Em última análise, não podemos supor que a criação – uma educação difícil, por exemplo – vai nos tornar psicopatas. O debate entre natureza versus criação tem sido discutido há muito tempo em relação à psicopatia e ainda não há uma resposta clara. Contudo, foi sugerido recentemente que, embora uma predisposição genética seja essencial para que uma pessoa exiba traços de psicopatia, alguns fatores ambientais, como trauma, abuso e rejeição por entes queridos, podem determinar o curso da doença.

Também não devemos supor que uma pessoa que corresponda a alguns critérios do PCL-R seja um psicopata. Também devemos ter em mente que nem todos os psicopatas são criminosos. Muitos são profissionais bem sucedidos, portanto, uma alta pontuação no PCL-R não nos torna necessariamente perigosos ou assassinos. Patrick Bateman, o anti-herói salpicado de sangue do infame romance americano de 1991 de Brett Easton Ellis, American Pycho, certamente é um psicopata – mas nem todos os psicopatas são Patrick Bateman.

No entanto, os psicopatas são relativamente comuns – então, como podemos identificar um? Afinal, se uma pessoa é psicopata, ela raramente aceita ou anuncia o fato.

O teste de psicopatia

A primeira característica de um psicopata, de acordo com o PCL-R, é a amistosidade e o charme superficial. De fato, essa pode ser uma característica aparentemente positiva. Entretanto, essa não é uma característica motivada por um interesse ou empatia genuínos pelos outros, mas permite que os psicopatas encantem e manipulem aqueles em sua volta, desde colegas de trabalho a parceiros românticos. A manipulação – pelo qual outros são levados a questionar suas próprias ações e crenças – pode ser uma estratégia favorável.
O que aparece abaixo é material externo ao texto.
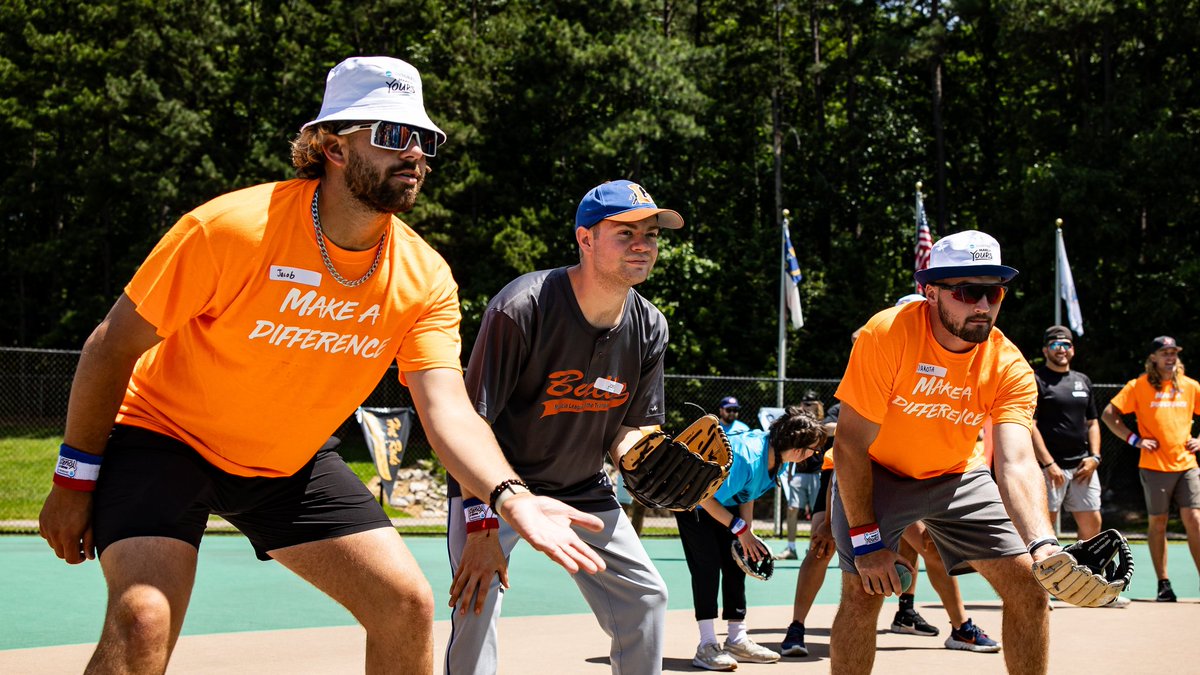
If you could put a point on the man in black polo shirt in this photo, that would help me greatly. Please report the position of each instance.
(1067, 434)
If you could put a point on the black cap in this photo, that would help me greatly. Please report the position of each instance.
(1163, 342)
(1056, 333)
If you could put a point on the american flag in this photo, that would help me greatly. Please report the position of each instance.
(924, 239)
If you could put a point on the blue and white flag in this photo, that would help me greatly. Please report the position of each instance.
(793, 278)
(1067, 287)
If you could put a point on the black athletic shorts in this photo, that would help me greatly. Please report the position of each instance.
(826, 478)
(154, 485)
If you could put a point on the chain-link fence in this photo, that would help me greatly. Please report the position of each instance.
(35, 386)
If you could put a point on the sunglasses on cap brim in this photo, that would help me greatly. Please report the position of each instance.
(971, 293)
(396, 136)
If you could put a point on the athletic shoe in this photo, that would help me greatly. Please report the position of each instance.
(971, 638)
(909, 622)
(711, 657)
(793, 643)
(750, 651)
(1165, 595)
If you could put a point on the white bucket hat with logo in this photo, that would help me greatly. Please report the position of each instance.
(375, 88)
(965, 254)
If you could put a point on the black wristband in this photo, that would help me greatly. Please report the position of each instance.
(1038, 543)
(501, 488)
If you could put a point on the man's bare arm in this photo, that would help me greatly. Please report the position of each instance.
(1021, 484)
(468, 449)
(96, 393)
(850, 449)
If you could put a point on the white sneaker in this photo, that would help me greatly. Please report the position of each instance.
(711, 657)
(750, 651)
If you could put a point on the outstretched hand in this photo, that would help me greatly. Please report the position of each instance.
(879, 574)
(481, 559)
(65, 523)
(546, 525)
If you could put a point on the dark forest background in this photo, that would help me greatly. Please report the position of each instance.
(121, 115)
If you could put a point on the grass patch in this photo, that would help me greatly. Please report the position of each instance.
(27, 465)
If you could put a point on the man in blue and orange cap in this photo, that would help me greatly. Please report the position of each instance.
(568, 368)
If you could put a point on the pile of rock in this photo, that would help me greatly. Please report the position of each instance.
(418, 491)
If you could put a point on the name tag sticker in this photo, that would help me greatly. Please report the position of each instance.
(927, 369)
(606, 384)
(295, 275)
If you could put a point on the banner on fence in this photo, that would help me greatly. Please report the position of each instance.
(387, 432)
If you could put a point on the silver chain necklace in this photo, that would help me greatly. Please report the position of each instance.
(324, 252)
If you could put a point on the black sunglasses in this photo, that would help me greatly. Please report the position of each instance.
(971, 293)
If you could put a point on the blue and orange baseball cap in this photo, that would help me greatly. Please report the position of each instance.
(1164, 342)
(622, 201)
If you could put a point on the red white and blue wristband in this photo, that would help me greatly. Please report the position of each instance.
(77, 470)
(867, 538)
(479, 515)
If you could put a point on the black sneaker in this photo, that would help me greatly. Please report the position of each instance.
(793, 643)
(971, 638)
(909, 622)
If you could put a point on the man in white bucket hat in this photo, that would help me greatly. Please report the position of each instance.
(921, 381)
(253, 329)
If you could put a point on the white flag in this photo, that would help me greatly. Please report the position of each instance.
(1067, 285)
(793, 281)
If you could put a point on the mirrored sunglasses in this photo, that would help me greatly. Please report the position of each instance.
(971, 293)
(395, 136)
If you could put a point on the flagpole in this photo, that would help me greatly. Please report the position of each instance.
(1057, 273)
(781, 369)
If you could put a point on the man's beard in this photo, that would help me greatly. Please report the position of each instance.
(376, 190)
(975, 333)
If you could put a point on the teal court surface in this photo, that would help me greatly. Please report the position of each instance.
(47, 603)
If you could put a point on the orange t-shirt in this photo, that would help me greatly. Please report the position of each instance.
(928, 401)
(264, 353)
(1164, 416)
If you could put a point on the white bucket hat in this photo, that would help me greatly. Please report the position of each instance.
(965, 254)
(375, 88)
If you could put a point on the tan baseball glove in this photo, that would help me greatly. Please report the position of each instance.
(1090, 573)
(678, 473)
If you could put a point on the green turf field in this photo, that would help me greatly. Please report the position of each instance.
(45, 602)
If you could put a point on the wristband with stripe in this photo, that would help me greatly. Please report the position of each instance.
(867, 538)
(77, 470)
(479, 515)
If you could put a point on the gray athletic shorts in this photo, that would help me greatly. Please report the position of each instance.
(963, 513)
(1075, 497)
(1161, 488)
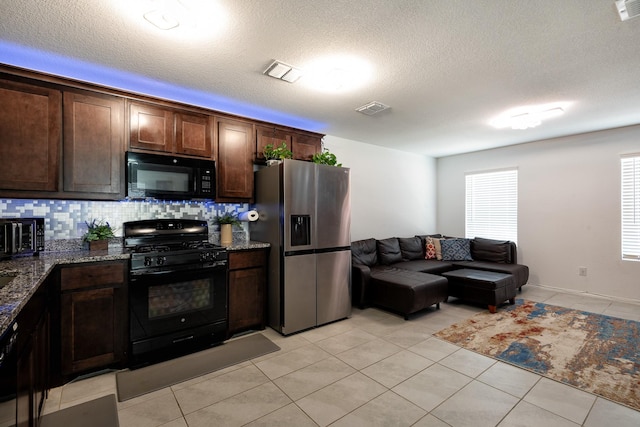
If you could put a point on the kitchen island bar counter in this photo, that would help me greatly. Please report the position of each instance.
(31, 272)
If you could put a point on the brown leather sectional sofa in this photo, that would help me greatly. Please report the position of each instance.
(393, 273)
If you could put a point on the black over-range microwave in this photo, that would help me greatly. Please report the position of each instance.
(155, 176)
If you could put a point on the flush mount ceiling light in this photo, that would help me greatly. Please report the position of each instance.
(372, 108)
(168, 14)
(282, 71)
(528, 117)
(628, 9)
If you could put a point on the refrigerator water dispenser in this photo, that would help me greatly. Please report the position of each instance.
(300, 230)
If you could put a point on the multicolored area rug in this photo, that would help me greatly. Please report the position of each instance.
(593, 352)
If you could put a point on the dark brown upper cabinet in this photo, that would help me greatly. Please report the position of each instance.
(158, 128)
(93, 143)
(234, 165)
(30, 136)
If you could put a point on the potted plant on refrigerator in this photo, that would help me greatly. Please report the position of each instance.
(326, 158)
(275, 155)
(227, 221)
(98, 234)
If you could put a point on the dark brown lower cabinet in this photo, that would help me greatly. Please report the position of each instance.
(247, 290)
(93, 316)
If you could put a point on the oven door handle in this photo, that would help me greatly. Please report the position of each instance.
(134, 276)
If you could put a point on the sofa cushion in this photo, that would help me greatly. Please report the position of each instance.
(456, 249)
(364, 252)
(411, 248)
(491, 250)
(389, 251)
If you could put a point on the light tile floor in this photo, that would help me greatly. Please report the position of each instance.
(374, 369)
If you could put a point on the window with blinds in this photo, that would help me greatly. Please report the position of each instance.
(491, 208)
(630, 172)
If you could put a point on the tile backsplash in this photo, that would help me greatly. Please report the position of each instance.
(65, 219)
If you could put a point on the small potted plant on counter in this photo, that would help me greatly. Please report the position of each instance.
(98, 234)
(227, 221)
(275, 155)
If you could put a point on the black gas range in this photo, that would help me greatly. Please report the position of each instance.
(177, 289)
(165, 245)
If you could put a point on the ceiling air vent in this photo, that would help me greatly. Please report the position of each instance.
(628, 9)
(372, 108)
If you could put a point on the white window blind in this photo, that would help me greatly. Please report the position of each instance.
(630, 168)
(492, 205)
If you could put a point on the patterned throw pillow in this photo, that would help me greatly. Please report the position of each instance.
(430, 248)
(456, 249)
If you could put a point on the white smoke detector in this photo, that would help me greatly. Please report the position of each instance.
(372, 108)
(628, 9)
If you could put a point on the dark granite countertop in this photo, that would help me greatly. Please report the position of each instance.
(31, 272)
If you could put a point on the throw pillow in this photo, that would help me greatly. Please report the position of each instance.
(456, 250)
(411, 248)
(430, 248)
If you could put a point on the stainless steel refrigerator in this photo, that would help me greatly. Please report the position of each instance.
(305, 214)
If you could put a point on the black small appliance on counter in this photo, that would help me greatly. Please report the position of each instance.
(21, 237)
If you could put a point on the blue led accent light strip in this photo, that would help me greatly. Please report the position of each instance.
(51, 63)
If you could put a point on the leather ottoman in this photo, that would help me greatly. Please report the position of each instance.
(482, 287)
(405, 291)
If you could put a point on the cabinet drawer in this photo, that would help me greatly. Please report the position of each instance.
(247, 259)
(92, 275)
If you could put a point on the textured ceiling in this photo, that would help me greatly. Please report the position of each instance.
(445, 67)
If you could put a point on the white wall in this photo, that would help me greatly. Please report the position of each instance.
(393, 193)
(568, 208)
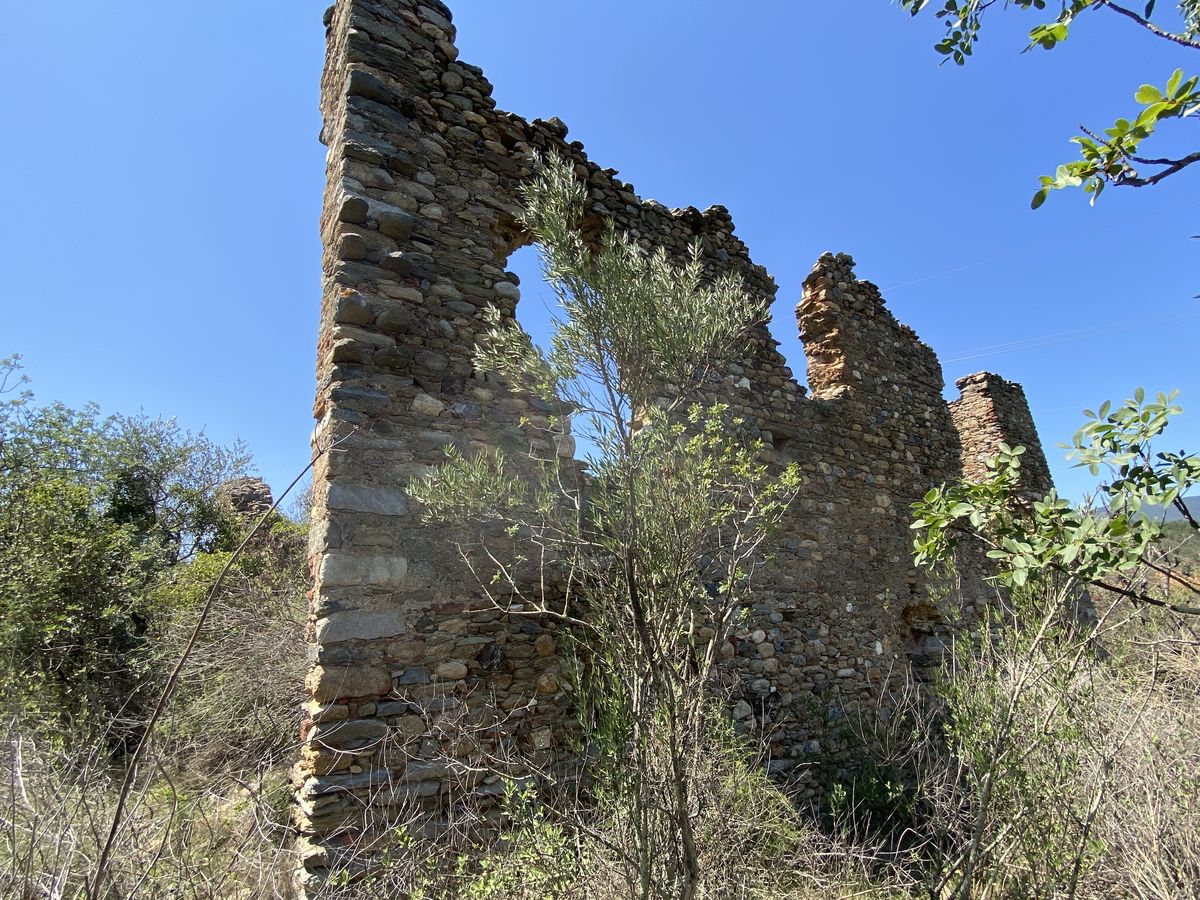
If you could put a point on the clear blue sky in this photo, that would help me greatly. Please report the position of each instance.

Outra característica fundamental é um grandioso senso de autoestima. Obviamente, esse profundo senso de confiança ou autoconfiança pode explicar por que tantos psicopatas parecem prosperar no mundo cruel dos negócios. Infelizmente para seus colegas e “amigos”, no entanto, os psicopatas também tendem a parecer melhores, a menosprezar as pessoas ao seu redor e a mentir patologicamente. Fique de olho nos narcisistas.

Outros critérios na lista de verificação do PCL-R incluem falta de remorso ou culpa, insensibilidade, estilo de vida parasitário e comportamento sexual promíscuo. Os psicopatas, em suma, tendem a assumir riscos e podem ser menos propensos a mostrar, ou sentir, medo.

Contudo, eles não são sempre operadores legais. Uma característica óbvia e comum é o controle comportamental indigente, que talvez esteja relacionado a psicopatas mais propensos a ter um histórico de delinquência juvenil. Os psicopatas tendem a ter bons olhos para ver e imitar como os outros se comportam, mas eles também podem ter explosões de raiva.

Com base na exposição acima, o meu pensamento é que o Coringa – ou, pelo menos, Arthur Fleck, o homem por trás da maquiagem – é apenas um psicopata limítrofe, com outros problemas de saúde mental que justificam uma investigação mais aprofundada. Há, certamente, mais psicopatas da vida real que pontuariam mais alto no teste de Hare.

A questão-chave é, com base no que foi explicado, se você pode ser um deles e como pretende utilizar essas características e habilidades.